Mercer infection is also popularly known as the staph infection or MRSA. This infection is widely known and affects more that 30% of the population worldwide.
Types of mercer infection
Mercer infection can be divided into two types: hospital-associated MRSA and community-associated MRSA. The first type of this infection is obtained in health care centers, while the second type is contracted by skin to skin contact in public places. Staphylococcus bacteria can be found everywhere and also on our skin. These bacteria are harmless until they penetrate into the body through some open wound or cut.
However, there are ordinary staph infections and mercer staph infections and it is known that infections caused by bacteria are treated with antibiotics. When the bacteria can be eliminated with antibiotics, then the staph infection is ordinary. On the other hand, when the bacteria are resistant to the antibiotics, then mercer staph infection occurs, which happens because of the overuse of antibiotics.

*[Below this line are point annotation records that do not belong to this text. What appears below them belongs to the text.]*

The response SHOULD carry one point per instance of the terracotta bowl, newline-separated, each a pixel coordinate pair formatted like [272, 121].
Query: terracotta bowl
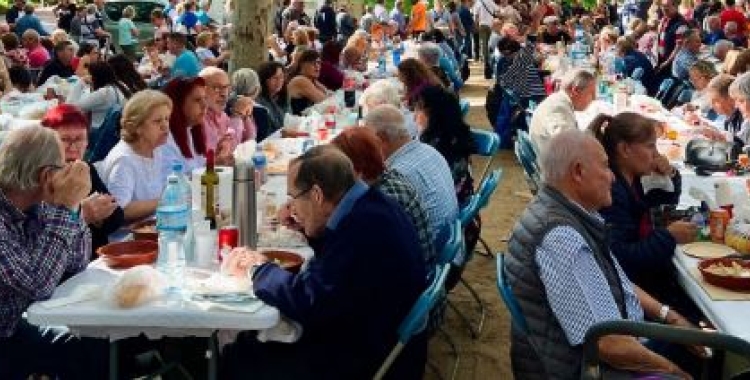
[128, 254]
[737, 283]
[144, 230]
[293, 133]
[287, 260]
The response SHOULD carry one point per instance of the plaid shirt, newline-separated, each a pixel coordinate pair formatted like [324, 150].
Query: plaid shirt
[426, 169]
[36, 249]
[397, 186]
[577, 291]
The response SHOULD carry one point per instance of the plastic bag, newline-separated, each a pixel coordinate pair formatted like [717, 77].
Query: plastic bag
[137, 286]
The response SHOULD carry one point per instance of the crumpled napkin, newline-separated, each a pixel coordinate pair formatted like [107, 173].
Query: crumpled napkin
[240, 307]
[657, 181]
[286, 331]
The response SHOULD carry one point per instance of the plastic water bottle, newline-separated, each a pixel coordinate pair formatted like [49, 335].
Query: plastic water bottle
[397, 51]
[186, 197]
[260, 162]
[172, 219]
[381, 64]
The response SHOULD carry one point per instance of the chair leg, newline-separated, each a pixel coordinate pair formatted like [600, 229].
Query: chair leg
[487, 252]
[433, 367]
[482, 308]
[464, 320]
[454, 348]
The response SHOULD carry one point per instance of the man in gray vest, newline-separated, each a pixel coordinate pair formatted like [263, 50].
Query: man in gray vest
[564, 276]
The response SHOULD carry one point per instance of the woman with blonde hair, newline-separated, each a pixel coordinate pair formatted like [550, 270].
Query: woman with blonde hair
[204, 53]
[127, 32]
[132, 169]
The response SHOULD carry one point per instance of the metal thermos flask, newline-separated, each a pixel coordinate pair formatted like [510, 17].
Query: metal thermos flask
[244, 204]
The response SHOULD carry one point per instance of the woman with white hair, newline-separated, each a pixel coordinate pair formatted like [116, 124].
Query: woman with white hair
[132, 170]
[429, 53]
[246, 118]
[385, 91]
[739, 90]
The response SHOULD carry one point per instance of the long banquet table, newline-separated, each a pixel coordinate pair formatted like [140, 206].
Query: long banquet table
[98, 318]
[730, 317]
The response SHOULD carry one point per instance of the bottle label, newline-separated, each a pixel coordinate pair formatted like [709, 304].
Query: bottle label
[213, 210]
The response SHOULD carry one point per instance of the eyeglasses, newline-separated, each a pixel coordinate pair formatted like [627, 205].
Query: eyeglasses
[77, 142]
[301, 193]
[220, 88]
[53, 167]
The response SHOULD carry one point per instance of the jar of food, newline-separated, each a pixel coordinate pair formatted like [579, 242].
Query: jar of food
[718, 221]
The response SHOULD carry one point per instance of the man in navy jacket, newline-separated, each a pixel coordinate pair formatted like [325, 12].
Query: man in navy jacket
[366, 274]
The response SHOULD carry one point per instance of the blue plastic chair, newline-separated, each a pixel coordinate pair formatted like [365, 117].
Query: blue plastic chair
[686, 96]
[637, 73]
[486, 144]
[664, 88]
[465, 106]
[454, 245]
[416, 321]
[526, 156]
[519, 321]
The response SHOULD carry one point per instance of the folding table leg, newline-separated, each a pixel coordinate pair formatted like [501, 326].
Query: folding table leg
[113, 356]
[213, 357]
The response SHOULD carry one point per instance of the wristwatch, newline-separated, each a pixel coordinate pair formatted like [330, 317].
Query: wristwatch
[663, 312]
[252, 269]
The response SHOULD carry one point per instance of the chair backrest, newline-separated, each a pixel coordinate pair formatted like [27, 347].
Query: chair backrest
[486, 144]
[528, 169]
[488, 187]
[467, 213]
[455, 243]
[637, 73]
[465, 106]
[508, 298]
[664, 88]
[686, 95]
[663, 333]
[416, 321]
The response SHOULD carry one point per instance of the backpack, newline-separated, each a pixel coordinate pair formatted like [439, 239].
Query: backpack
[107, 135]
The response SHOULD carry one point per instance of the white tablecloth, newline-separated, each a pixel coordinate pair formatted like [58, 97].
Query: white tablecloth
[730, 317]
[98, 318]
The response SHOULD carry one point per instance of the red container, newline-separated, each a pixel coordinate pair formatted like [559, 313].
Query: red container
[229, 237]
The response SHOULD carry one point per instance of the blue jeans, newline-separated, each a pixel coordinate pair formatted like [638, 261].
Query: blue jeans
[467, 45]
[53, 352]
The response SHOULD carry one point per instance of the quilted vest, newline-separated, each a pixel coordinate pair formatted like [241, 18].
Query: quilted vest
[543, 352]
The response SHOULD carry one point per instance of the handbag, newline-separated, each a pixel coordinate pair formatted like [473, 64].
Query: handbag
[707, 155]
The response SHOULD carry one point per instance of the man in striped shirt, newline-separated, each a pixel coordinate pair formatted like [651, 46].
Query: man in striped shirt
[566, 279]
[42, 239]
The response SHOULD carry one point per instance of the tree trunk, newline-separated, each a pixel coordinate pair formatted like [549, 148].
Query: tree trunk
[251, 25]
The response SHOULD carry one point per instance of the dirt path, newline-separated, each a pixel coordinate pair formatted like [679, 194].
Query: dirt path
[488, 356]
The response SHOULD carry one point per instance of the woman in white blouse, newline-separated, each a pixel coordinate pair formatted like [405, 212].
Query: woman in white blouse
[98, 93]
[132, 169]
[187, 142]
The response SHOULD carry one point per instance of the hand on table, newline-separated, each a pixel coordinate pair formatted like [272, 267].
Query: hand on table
[97, 207]
[240, 260]
[683, 232]
[70, 185]
[285, 215]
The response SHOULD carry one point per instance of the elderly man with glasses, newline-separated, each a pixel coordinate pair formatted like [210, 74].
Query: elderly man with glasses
[364, 278]
[42, 239]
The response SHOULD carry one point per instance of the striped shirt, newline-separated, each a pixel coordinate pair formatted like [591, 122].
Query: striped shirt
[522, 72]
[396, 186]
[37, 248]
[426, 169]
[577, 291]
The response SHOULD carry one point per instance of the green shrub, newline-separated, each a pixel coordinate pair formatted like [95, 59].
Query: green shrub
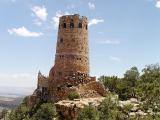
[73, 95]
[88, 113]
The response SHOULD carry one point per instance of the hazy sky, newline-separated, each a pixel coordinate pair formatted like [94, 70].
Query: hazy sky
[122, 34]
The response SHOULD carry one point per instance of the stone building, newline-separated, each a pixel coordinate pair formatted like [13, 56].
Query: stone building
[70, 71]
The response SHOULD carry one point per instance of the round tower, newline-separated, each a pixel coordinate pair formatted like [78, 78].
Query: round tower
[72, 51]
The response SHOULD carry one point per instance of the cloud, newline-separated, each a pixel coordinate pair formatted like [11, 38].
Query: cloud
[91, 6]
[24, 32]
[113, 42]
[55, 19]
[71, 6]
[158, 4]
[40, 13]
[114, 58]
[95, 21]
[18, 79]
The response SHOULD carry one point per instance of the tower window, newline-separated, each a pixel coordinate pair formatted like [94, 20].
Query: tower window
[80, 25]
[64, 25]
[86, 27]
[71, 25]
[59, 73]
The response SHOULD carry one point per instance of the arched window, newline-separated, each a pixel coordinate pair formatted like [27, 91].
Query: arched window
[80, 25]
[86, 27]
[64, 25]
[71, 25]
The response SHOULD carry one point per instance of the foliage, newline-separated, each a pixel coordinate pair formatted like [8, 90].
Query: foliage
[88, 113]
[40, 111]
[47, 111]
[144, 87]
[73, 95]
[109, 110]
[20, 113]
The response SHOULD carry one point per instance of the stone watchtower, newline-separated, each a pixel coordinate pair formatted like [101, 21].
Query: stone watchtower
[71, 68]
[72, 52]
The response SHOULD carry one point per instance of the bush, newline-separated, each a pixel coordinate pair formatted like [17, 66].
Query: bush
[73, 95]
[88, 113]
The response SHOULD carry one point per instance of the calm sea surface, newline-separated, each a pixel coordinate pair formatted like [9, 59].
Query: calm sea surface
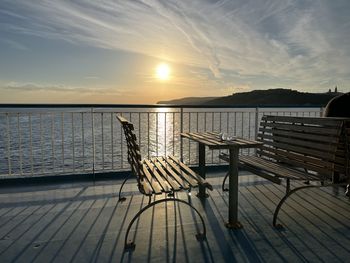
[70, 140]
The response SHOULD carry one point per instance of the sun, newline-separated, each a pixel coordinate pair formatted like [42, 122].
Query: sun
[163, 71]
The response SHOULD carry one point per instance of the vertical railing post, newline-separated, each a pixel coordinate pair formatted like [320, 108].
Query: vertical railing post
[93, 142]
[8, 144]
[181, 131]
[256, 122]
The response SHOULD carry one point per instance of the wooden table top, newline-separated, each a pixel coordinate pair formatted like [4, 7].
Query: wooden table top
[213, 140]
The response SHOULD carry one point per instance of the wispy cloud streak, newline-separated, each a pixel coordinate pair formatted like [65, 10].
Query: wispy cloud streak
[305, 41]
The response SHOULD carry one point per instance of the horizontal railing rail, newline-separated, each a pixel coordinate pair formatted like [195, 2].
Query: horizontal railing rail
[48, 139]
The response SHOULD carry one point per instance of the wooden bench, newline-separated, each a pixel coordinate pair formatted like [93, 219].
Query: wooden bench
[156, 176]
[300, 148]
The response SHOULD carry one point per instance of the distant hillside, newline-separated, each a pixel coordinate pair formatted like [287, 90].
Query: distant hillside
[271, 97]
[189, 101]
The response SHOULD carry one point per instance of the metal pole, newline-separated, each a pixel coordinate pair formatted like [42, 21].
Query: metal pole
[181, 131]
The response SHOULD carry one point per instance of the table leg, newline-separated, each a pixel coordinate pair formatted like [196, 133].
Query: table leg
[201, 157]
[233, 191]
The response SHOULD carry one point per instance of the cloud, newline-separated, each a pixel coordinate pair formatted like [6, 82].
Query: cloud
[13, 44]
[48, 88]
[303, 41]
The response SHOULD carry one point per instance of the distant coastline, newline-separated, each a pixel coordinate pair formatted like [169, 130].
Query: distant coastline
[270, 97]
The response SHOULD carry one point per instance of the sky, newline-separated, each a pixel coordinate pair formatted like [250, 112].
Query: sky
[107, 51]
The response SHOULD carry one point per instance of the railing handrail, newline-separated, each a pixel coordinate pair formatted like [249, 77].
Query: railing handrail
[59, 105]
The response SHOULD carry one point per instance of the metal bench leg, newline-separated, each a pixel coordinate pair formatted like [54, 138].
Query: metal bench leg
[285, 198]
[121, 198]
[131, 245]
[223, 183]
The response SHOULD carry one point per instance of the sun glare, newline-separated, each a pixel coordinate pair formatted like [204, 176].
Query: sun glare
[163, 71]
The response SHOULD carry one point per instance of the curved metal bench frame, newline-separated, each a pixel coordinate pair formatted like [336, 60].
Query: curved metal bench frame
[289, 193]
[130, 245]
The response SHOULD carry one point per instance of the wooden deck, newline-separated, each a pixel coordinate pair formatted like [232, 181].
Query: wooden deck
[83, 222]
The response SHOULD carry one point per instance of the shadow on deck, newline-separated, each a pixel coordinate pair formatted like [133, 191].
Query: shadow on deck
[83, 222]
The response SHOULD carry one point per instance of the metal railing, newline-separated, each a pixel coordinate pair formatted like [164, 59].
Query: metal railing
[75, 139]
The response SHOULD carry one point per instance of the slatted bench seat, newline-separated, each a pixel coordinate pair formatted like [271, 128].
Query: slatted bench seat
[156, 176]
[300, 148]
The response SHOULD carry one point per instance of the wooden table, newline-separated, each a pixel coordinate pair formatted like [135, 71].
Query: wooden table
[213, 141]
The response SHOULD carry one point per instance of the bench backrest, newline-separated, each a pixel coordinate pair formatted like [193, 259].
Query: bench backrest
[134, 155]
[311, 144]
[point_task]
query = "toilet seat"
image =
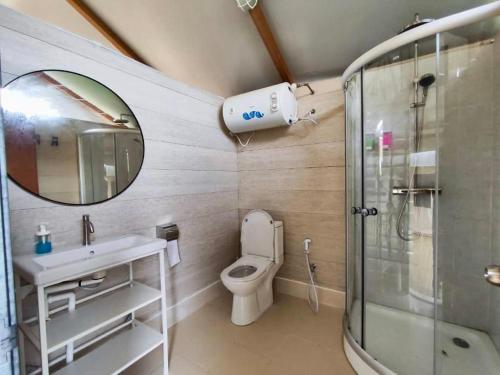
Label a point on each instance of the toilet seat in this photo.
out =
(262, 264)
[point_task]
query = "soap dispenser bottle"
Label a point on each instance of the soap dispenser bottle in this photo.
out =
(43, 243)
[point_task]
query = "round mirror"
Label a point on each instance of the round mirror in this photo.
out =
(68, 138)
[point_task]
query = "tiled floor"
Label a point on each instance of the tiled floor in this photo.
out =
(287, 339)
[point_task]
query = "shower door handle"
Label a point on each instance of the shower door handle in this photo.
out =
(492, 274)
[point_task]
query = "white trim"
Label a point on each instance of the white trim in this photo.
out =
(189, 305)
(327, 296)
(443, 24)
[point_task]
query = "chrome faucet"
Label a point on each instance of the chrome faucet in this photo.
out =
(88, 228)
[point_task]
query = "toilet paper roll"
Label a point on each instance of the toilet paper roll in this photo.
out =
(173, 253)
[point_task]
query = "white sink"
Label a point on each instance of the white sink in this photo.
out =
(68, 263)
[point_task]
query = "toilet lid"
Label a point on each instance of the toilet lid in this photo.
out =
(257, 234)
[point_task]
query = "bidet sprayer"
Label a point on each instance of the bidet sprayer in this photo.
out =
(307, 243)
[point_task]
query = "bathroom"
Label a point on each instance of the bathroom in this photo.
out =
(355, 234)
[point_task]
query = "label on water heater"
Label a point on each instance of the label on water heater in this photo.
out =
(252, 114)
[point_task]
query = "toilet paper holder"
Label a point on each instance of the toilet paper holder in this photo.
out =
(167, 232)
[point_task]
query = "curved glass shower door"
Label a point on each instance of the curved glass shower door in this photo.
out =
(423, 183)
(354, 198)
(399, 173)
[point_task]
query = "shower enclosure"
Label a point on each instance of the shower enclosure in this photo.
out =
(423, 200)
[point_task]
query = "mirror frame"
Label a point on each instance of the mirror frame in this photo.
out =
(3, 120)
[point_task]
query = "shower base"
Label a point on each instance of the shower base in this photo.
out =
(404, 343)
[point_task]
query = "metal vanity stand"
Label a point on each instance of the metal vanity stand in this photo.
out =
(82, 323)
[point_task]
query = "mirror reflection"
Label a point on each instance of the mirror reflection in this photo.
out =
(69, 138)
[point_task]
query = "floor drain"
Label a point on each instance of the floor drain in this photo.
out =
(461, 343)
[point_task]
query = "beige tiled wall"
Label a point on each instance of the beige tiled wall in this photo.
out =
(297, 174)
(189, 175)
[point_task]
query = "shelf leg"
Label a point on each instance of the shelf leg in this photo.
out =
(164, 325)
(131, 279)
(43, 330)
(20, 334)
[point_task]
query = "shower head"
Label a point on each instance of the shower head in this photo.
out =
(426, 80)
(416, 23)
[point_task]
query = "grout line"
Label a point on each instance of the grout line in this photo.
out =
(289, 168)
(342, 141)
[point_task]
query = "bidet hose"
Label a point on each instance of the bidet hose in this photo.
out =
(312, 293)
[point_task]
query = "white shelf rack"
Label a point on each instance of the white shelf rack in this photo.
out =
(117, 354)
(108, 314)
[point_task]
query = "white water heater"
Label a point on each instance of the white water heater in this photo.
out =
(265, 108)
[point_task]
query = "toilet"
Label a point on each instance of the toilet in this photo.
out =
(250, 278)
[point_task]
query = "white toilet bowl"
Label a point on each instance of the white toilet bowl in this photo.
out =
(250, 278)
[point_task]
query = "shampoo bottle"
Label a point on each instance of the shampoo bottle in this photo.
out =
(43, 244)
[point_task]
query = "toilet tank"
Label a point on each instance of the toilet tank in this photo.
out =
(262, 236)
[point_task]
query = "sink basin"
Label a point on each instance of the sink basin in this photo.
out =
(69, 263)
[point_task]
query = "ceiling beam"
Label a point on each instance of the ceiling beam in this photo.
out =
(106, 31)
(260, 21)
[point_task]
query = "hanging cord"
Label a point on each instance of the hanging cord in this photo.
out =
(245, 144)
(312, 293)
(309, 117)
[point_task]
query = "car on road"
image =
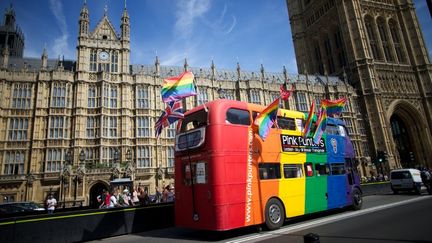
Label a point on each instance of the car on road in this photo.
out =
(19, 207)
(406, 180)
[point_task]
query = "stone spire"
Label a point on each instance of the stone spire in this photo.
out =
(5, 54)
(84, 21)
(213, 70)
(125, 24)
(44, 59)
(186, 65)
(238, 71)
(157, 66)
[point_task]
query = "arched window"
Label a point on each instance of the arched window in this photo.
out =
(394, 31)
(328, 52)
(384, 40)
(318, 59)
(93, 60)
(114, 62)
(372, 38)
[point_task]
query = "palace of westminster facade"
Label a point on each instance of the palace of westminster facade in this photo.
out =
(70, 127)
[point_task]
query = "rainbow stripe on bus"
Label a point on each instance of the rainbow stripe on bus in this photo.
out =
(227, 177)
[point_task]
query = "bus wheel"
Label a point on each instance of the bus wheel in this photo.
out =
(357, 199)
(274, 215)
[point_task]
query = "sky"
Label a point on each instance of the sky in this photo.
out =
(248, 32)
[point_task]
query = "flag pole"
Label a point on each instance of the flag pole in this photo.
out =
(196, 88)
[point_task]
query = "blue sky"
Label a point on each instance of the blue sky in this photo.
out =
(251, 32)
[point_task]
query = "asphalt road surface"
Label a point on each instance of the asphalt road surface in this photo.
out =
(384, 218)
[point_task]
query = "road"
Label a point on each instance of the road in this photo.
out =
(384, 218)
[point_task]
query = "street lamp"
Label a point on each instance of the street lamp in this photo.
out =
(116, 157)
(221, 92)
(81, 159)
(129, 156)
(82, 156)
(68, 160)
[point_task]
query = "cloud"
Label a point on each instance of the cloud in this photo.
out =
(60, 46)
(187, 12)
(222, 25)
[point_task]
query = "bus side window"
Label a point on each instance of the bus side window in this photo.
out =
(293, 171)
(269, 171)
(309, 169)
(236, 116)
(321, 169)
(337, 169)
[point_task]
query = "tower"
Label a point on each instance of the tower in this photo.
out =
(11, 35)
(103, 49)
(380, 46)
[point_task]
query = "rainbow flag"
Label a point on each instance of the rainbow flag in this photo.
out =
(321, 124)
(334, 107)
(308, 123)
(267, 118)
(285, 94)
(177, 88)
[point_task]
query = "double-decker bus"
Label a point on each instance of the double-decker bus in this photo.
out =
(227, 177)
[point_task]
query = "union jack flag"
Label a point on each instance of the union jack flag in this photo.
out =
(172, 113)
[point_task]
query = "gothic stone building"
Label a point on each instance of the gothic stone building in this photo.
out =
(72, 127)
(379, 44)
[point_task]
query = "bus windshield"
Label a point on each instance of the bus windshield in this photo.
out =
(194, 120)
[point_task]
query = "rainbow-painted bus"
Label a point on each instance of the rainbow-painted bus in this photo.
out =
(227, 177)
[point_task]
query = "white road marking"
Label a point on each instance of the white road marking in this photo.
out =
(326, 220)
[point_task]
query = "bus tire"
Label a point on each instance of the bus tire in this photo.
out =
(274, 214)
(357, 199)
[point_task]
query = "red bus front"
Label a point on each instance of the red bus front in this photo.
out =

Symptoms of mercer infection
The most common symptom of this condition is the outbreak of tiny red bumps that look like spider bites. In many cases, these bumps develop into abscesses and must be drained. The symptoms of mercer infection are usually seen only on the skin, but when mercer infection affects the bones, lungs, heart and blood, it can be even fatal. Mercer infection can be detected by a blood test, but other alternatives include biopsy of the infected area and urine test.
Treatment of mercer infection
In the majority of the cases, the doctors treat mercer infections with current treatments and by draining the abscesses. Vancomycin and Methicillin are antibiotics to which MRSA is still not resistant, so therefore, these antibiotics are widely used when treating this type of staph infection.
Prevention of mercer infection
Since one type of mercer infection is picked up in hospitals and other health care centers, it is very important to keep these objects clean. Therefore, sanitation, as well as isolation of the infected patient, is crucial in order to prevent the spreading of the infection. The use of catheters and latex gloves and thorough and constant washing of hands of stuff in the hospitals are also some important measures.
Community-associated mercer infections can be reduced by improving the personal hygiene, but regular washing of hands is necessary as well. One person should only use his/her own towel and not share it with other people. If one has an open wound, it should be well bandaged.